EWTN President Doug Keck first heard Turner speak at the National Right to Life Conference a couple years ago and was blown away by how good she is. Turner is much in demand having spoken in all 50 states and 17 countries as well as at Oxford, Cambridge, the United Nations, the European Union, and more than 52 universities and colleges, including all of the Ivy League. She has also testified at Congressional hearings, filed an amicus brief before the U.S. Supreme Court, and appeared on Nightline, Fox News, National Public Radio, NBC, ABC, and CBS, among others news outlets.
However, as you will learn from this behind-the-scenes interview, her outspokenness was birthed as a result of the pain of her own abortion. She stresses that she was only able to speak effectively about this after experiencing God’s healing grace and mercy.
“I am one of the original women who came up through the movement in the early ‘80s when the first comments about post-abortive syndrome were made,” Turner said. “I was one of a small group of women who created an outreach called ‘Women Exploited By Abortion.’ That did well, but couldn’t be sustained because we all still had so much to learn about the damage done by abortion to our lives.”
In 1985, the National Right to Life Committee gave Turner an opportunity to work out of their offices to develop an official program. Initially, Turner had a hard time finding women who could go on television and radio shows and speak intelligently about their abortion without crying.
“Pro-life people are sometimes very moved by someone who is still emotionally wrung out,” she said. “But that woman has not completed her healing journey. God’s design is not to lock us into this place of pain and sadness. Finding people who were in a place to speak with passion and real sincerity, who could bring people to understand what we know now, but do it in a way that didn’t make you worry about their tears, but hear the actual message [was key.]”
Turner says the pro-abortion movement was not prepared to deal with all the post-abortive women who regretted their abortion.
“[Back then], when an abortion was performed, they believed they silenced two people. Now, they try to discredit our experience [saying], ‘I’m so sorry you had a bad experience, but your experience is not necessarily representative of all women.’ However, I know that my experience is the experience of abortion for the vast majority of women.
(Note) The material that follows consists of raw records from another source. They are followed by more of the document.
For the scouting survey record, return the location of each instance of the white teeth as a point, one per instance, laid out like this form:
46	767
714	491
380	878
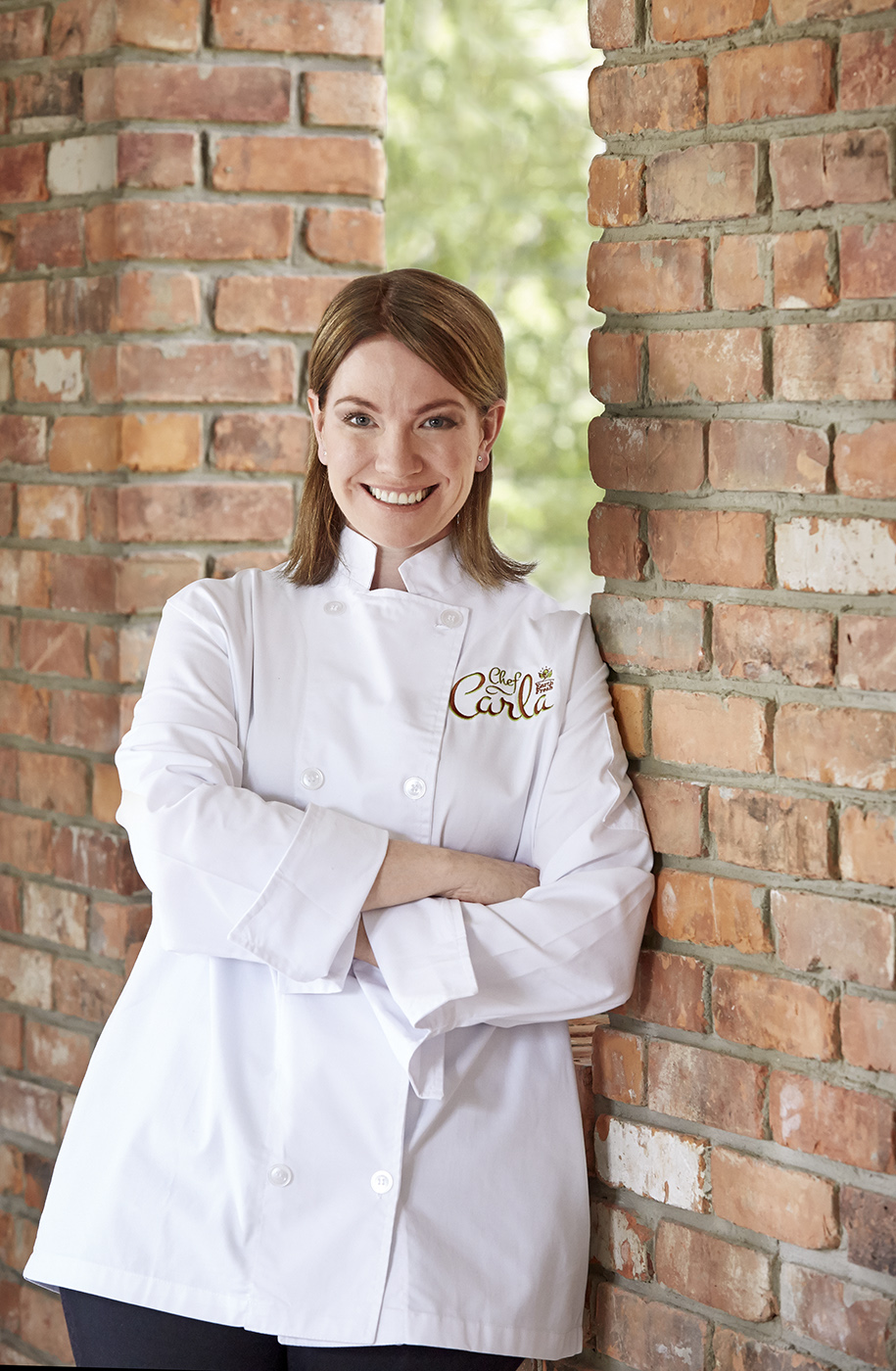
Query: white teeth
397	496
I can speak on behalf of every women that ever had an abortion because our experiences are so universal.”
Turner says the media has spent decades successfully ignoring these horrific stories. Decades of legalized abortion “means our society is so injured, so wounded, that actually allowing ourselves to hear the truth behind the sad stories means coming to terms with our own social grief. Everybody’s family is somehow grieving a loss. This has absolutely been a culture wreck! The presence of individuals who are able to speak compassionately about this experience will help begin this cultural healing.”
However, Turner also knows that the pro-life movement needs to do more than tell the stories of all the women who have been hurt by abortion – especially the women who are often victimized again when the media ignores their politically incorrect pain.
What is the pro-life movement to do? Turner has an answer. She is currently coordinating her program with the Sisters of the Good Shepherd in Cleveland and Baltimore. A lay community has evolved out of the initial program.
“They work on the concept that this isn’t about healing from abortion. It’s about teaching the woman to have a spiritual life. We wouldn’t have been in this situation if our spiritual life had been good. We involve spouses. The women work, share and heal as a community. They are not just supporting each other in their grief, but in their walk closer and closer to the Crucified and Risen Jesus. It’s the third day! The cross is behind you! Move on!”
Turner also recommends Project Rachel – and she says she had a great conversation with a priest about the healing power of the Sacrament of Reconciliation and reconciliation to the Communion of Saints.
“Nothing is more valuable than getting back to the Eucharist,” she said. “I knew enough to know that that was where my child was – at the Communion of Saints. But I couldn’t go there unless I could be cleaned [through the Sacrament of Reconciliation]. That’s the journey!”
Turned is especially gratified that EWTN’s mini-series, “When They Say, You Say”, is coming out at this time.
“I know we were some of the first in this country to experience the desire of many in the Church and society to extend a true, compassionate hand of loving mercy, despite the awful things we had done,” said Turner, who has both given and received such mercy. “It has been amazing to live in that grace.”
In the upcoming Year of Mercy, Turner hopes viewers of her series – especially those still suffering from their abortions – will have their lives changed, as she did, by that saving grace and mercy, which are, as always, an undeserved gift from our loving God and from His Church.